When the Phillies were fine-tuning their roster for the end of the regular season and the postseason run, Gillick was criticized by radio wiseguys and computer jockeys - including this one - for not doing enough to put the team over the top.

Honestly. The team is this close and you get Joe Blanton, Scott Eyre and Matt Stairs?

The bigger names that were out there - CC Sabathia, Rich Harden, Manny Ramirez, Ken Griffey Jr., Ivan Rodriguez, Jason Bay - went somewhere else. The Phillies got Blanton as a starter, Eyre as a lefthanded reliever, and Stairs as a lefthanded hitter on the bench with some pop. Big deal.

As it turns out, all three were involved in Monday's 7-5 win over the Dodgers in Game 4 of the National League Championship Series. Blanton pitched in and out of trouble for five innings, giving up three runs before turning the ball over to the bullpen. Eyre pitched to a pair of lefthanders in the pivotal sixth inning, when the Dodgers scored twice to take a narrow lead but were held there. And Stairs . . . well, he broke a 5-5 tie with a two-out, two-run home run, his first hit in more than two weeks.

"Great pickup. That's one of those small, behind-the-scenes moves that people might not give a lot of attention to," leftfielder Pat Burrell said, "but look how the guy helped us get to this point."

Stairs came to the Phillies on Aug. 30, the last day to acquire players and have them eligible for the postseason, in a trade with Toronto for pitcher Fabio Castro. Eyre joined the team on Aug. 7 from the Cubs in exchange for minor-league righthander Brian Schlitter. Blanton was traded to the Phillies from Oakland on July 17 for prospects Adrian Cardenas, Josh Outman and Matt Spencer.

It didn't seem as if the Phillies gave up much and, at the time, it didn't seem as if they got much in return, either. Not when other teams were getting guys like Sabathia and Ramirez.

"We were all brought in as little pieces to the puzzle, and, hopefully, the puzzle is complete when it is time to go to the playoffs," Eyre said. "I was brought in to fill a little void. J.C. Romero was the only lefthanded reliever out there. Pat Gillick and [assistant general manager] Ruben Amaro took a chance after this guy in Chicago [Cubs manager Lou Piniella] said, 'I don't think this guy can pitch anymore.' And the GM there said, 'OK, I'll get him out of here for you.' "

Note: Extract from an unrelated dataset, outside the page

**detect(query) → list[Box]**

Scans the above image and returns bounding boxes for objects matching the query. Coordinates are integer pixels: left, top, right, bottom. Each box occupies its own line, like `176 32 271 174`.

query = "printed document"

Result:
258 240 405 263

Eyre has filled his role and so has Blanton, who was 4-0 in 13 starts for the Phillies after the trade and was the starting pitcher in the NL division series clincher against Milwaukee. When Kyle Kendrick and Adam Eaton proved to be undependable as the fourth starter, Blanton took the ball, pitched his innings, and gave the Phils a chance most nights. That's all he's asked to do.

"To go this far in the playoffs, it's a 25-man effort - and sometimes in September, it even takes a few more," Blanton said. "It takes everybody to make it. After I got to the team, within a short period of time, I found out how these guys approach the game and how hard the team plays no matter the score. A lot of good things happen when you think like that."

It takes some luck along the way, but it also takes having the right parts in place to create the luck. Gillick's moves weren't headline-makers at the time, but those guys are making the headlines now and Gillick is having the last laugh.

"You never win with the first 25 guys you start with," Eyre said. "I'll go out on a limb and say it's never happened. It's all about finishing the puzzle."

Tonight, the Phillies will take those pieces and try to make the World Series. If they do, before the first game, Matt Stairs will take batting practice and swing for nothing but home runs. Why change now?